Yea I really can't smoke weed while coked up makes me so anxious and nervous.. don't see how people can stand smoking buds while sniffing/shooting coke or smokin rocks.. I never was much for it.

Sounds like a anxiety attack to me though bro.
 
well you guys are right it was a panic attak. it makes sense with the fact that the other day i had one at work too. kinda freeky. i had taken lots of coffee that morning on an empty stomach. somethin must have trigered my brain to think it was cocaine or some shit. i got like flashback of my bad trip and started freakin out man. my heart started goin fast again and well at least it makes sense that it was a panic attack. Fuck coke man im thru with that shit. well at least for now :D not that i know it was only panic attack
 
i pretty much had the first half of your experience the first time i did it.. i smoked weed and drank beers and did lines and generally felt nasty after what was probably an hour or two and i thought it was retarded

a year or so later my friend insisted i sniff that shit after and with many, many beers
and it was pretty much excellent
it prevented me from feeling sick drunk, which is what happens when i drink more than 3 or 4 beers (bah)
and i was coked up
best time evar

i guess what i am trying to say
is cocaine is super
unless weed is involved
 
I totaly agree. I like coke and beer but not mixed with weed. Somethin about weed that doesnt mix right with coke when i do it. Wich means i will do coke alone or weed alone. but not together.
 
Some people report smoking weed when high on coke. It makes them feel better, less edgy, they say. Quite common in South-America. As far as I know, there's hardly any drug the combination of which with weed is intrinsically bad, let alone dangereous.
 
You always liked gettin into trouble little bro. I cant stop reading your trip reports just to feel like im close to you again. RIP little brother.
 
^ was wondering if the recent post in this thread was yours.

how are you today?

i've been reading all of your brother's posts too. i am sorry for your loss.
 
holy that's intense...you're lucky! glad you didn't OD and actually had the chance to share this with people so we're more aware of it.

thanks!
 
Im getting better thankyou deceased fire. And solubility Although My bro Magicshroom didnt OD on this trip.
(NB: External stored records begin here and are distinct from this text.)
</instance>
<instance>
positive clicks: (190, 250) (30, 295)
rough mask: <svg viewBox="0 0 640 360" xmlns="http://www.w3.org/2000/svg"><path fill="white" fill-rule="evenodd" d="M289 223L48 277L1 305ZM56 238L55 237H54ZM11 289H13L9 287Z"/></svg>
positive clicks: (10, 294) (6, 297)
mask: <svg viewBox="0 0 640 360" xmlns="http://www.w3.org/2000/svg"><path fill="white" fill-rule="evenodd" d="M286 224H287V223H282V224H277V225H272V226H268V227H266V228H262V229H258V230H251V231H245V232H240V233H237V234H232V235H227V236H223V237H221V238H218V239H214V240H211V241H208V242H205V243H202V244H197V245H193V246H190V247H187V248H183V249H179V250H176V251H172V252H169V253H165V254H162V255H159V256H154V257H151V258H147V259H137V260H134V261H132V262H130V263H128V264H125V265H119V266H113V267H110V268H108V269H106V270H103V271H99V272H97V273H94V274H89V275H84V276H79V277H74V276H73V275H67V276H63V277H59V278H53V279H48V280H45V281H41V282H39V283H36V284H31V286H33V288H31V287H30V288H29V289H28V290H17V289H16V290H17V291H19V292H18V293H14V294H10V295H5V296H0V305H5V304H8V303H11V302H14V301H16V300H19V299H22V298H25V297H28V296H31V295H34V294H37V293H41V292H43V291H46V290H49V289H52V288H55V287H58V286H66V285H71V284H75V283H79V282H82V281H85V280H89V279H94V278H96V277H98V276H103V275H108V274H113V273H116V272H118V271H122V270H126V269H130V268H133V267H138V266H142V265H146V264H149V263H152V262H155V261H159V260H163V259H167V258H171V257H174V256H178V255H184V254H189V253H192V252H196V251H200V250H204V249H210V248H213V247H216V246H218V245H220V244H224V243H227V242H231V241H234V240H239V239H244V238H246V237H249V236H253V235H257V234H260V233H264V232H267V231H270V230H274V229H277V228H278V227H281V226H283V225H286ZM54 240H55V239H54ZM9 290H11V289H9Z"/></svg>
He passed away recently due to a cocaine od. WEird huh. Hope this lets people know that cocaine is a horrible drug if you cannot control it.
 
Sorry to hear about your loss also man.
I have no experience with coke as in Australia it is just way too expensive (350-400 a gram), and not pure. I didn't think it was all that easy to OD on coke, but seizures and the like were possible. Did he just have a damn lot or did he mix it with anything else the night he passed?
 
He was abusing other drugs too. LIke DXM. That night he injected cocaine. Thats as much as i can tell you cuz i dont want to go into detail.